I learned that, and quite a bit more, about Akhentepi from his papers. He strikes me as a pragmatic, head-headed warrior, concerned about victory with the minimum expenditure of resources – be it in blood or treasure – for the maximum return. Although his tomb clearly focuses its attention on the gods of the dead (Pharasma and Anubis) for what must be obvious reasons, I’d be quite surprised if he were not primarily an Abadarite during his life; his ledgers certainly record several large donations to the church, although Abadar was certainly not alone in receiving the largesse of his piety. His pragmatism was mixed with less baldly rational passions, of course – in addition to hunting, apparently a favorite pastime, he does note with fondness the memories of his wife and children, all of which did in fact die of plague most of a decade before his own passing as I have previously surmised. Nonetheless, the end of the first marriage did not preclude a second – some of the final entries note a planned expansion of this tomb to house a second occupant, the mistress he intended to shortly wed. No doubt his death came as a blow to her, or at least to her political or financial aspirations.
I made two other discoveries last night and this morning. The first was that I could activate the dweomer on Akhentepi’s shield to provide a moderate amount of magical healing, at least enough to completely restore me to hale form from what wounds still troubled me last night. The use is unorthodox, as it is a side-effect of the shield’s protections against certain necromancies, but nonetheless useful for all that, especially as I will not carry the shield otherwise; the dweomer’s energies subscribe to a daily recharge protocol, allowing me to potentially make use of the effect repeatedly over time rather than depleting my more transient supplies of potions and scrolls to the same purpose. The second was that the potion I could not immediately recognize yesterday was one of darkvision; being able to match Pasha’s vision might be useful sometime.

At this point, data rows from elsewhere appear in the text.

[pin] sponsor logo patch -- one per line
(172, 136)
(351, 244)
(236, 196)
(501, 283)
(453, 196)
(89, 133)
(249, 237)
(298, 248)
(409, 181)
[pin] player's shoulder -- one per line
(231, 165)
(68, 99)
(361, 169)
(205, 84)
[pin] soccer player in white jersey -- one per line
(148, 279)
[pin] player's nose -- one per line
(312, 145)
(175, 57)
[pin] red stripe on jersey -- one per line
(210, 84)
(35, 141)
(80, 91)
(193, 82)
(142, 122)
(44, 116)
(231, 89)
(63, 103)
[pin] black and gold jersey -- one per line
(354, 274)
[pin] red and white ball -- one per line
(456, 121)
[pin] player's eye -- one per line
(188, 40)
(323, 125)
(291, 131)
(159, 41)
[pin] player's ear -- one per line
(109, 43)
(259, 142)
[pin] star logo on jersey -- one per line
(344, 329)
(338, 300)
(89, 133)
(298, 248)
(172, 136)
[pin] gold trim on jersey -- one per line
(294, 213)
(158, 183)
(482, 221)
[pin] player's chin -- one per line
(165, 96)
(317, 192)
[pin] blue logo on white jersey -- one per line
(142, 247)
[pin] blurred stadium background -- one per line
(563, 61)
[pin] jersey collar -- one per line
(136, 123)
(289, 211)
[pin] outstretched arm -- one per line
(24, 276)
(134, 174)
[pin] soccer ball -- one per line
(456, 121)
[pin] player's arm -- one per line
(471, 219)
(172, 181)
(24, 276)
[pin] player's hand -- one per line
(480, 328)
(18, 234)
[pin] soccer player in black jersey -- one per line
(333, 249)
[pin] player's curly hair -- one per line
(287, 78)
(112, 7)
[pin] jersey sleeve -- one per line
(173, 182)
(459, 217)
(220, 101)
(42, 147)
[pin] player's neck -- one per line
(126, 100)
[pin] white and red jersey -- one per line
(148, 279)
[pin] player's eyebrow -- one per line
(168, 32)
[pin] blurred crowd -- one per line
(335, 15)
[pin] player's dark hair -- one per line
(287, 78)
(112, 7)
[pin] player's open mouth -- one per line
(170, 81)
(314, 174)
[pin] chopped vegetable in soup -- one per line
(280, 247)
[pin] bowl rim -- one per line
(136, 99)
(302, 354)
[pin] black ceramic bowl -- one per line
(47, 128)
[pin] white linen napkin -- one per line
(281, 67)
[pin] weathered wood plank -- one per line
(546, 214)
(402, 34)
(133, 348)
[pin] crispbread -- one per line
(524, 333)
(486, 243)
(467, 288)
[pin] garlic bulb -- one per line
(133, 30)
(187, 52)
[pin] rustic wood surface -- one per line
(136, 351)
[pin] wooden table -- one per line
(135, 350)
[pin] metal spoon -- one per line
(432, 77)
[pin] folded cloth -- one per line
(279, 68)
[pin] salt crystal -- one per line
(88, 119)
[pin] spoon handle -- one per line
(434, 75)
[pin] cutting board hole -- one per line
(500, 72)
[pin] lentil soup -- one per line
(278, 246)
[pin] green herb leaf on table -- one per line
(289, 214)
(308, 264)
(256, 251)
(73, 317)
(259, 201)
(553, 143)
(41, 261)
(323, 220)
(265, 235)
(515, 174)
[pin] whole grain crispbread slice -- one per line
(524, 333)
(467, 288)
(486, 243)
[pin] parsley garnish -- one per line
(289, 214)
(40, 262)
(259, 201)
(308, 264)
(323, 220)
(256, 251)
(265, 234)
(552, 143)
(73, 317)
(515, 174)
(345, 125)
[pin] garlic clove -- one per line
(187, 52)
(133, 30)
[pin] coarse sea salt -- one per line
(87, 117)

Armed with this new information, I prepared myself to move into the tomb once again. First of course I swept north, verifying that I had missed neither valuable artifact nor lingering threat in that direction, but all was in fact as I had left it. I then turned my steps south, carefully opening the door I had so carefully closed last night. Still aware of the possible presence of inhabitants in this portion of the tomb, and unwilling to assume that the giant wind scorpions I had killed yesterday were the tomb’s only living occupants, I carefully checked both the mirror chamber and the mummification chamber for new residents, but found none. That only left the double doors to the west, which I very carefully pushed open.
A broad staircase lay beyond, descending toward another set of double doors about thirty feet on at the lower end. Akhentepi’s scarab emblem glittered from those doors, carved into the stone beneath a relief of the sun. The likely source of the tomb’s invaders was evident here as well: much of the staircase’s southern wall was collapsed, tunnels more than a foot across disappearing into the earth and stone beyond the tomb walls. The giant wind scorpions could have easily traversed such tunnels to reach this point, but it struck me as unlikely that they would have created them. To that point, I had not seen anything likely to have been responsible for the tunnels; their creators might still lurk in the tomb’s corners, or have long since departed via the same passages they had created.
The central portion of the stairs nearest the collapsed section of wall was covered in sand, dirt, bits of rock and so on, and my experience in the entrance hall nearest my camp had taught me to be wary of the floor. Consequently, I was able to note the first telltale ripples of movement in the debris before it was too late. As I approached that portion of the stairs, the entire area began to roil, like a pool of water into which a stone had been tossed. With an oath, I leapt back, readying my blade even as the stones and earth writhed and coalesced into a massive creature, like a legless giant crocodile made completely of earth.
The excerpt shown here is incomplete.